If I split that metal cog brain in half, separated by 1 mile, and connected the separated cogs with 1 mile long axles, is that not a brain that would generate consciousness?
If I remove those 1 mile long axles, and replace them with a computer that reads what one set of cogs do, and then transfers that data to the separated cogs via a network and some servos, is that not a brain that would generate consciousness?
If I replace that computer, network, and servos with somebody doing the calculation by pen/paper, and running back and forth to turn the cogs by hand, is that not a brain that would generate consciousness?
At that point, no, I don't see that consciousness would be possible.
And btw, I'm not giving any special properties to neurons. Quite the opposite. Neuronal activity is invisible to consciousness.
As you say, it doesn't matter that it's neurons doing what's being done. If the signals were carried some other way, the result would be the same, as long as it operated with the same thresholds and connections, and as long as the modules were arranged in the same configuration.
(Whether such an object could actually be made out of computer chips or cogs, I couldn't say.

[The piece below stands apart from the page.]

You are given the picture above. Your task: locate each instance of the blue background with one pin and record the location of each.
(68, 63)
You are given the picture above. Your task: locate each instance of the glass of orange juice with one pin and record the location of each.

I seriously doubt it could be made with cogs, which are not very amenable to threshold-dependent response.)
But, as with your heartbeat, there must be a limit to how much the signaling can slow down before the higher-level phenomenon ceases.
I don't think that you or I or anyone alive is in a position to say where that point is. But I have no doubt that it's somewhere higher than a person running a mile between each synapse.
As steenkh noted above, consciousness is a rather fuzzy thing, smeared out over time. We're not aware of events as they happen, often not even in order, and by the time we are conscious of events, what we're aware of is not the raw input but something very highly processed, all filtered and chunked and lumped.
We act on perceptions that we're not conscious of. Most of what the brain does is independent of consciousness. Consciousness appears to be an after-effect, a downstream function.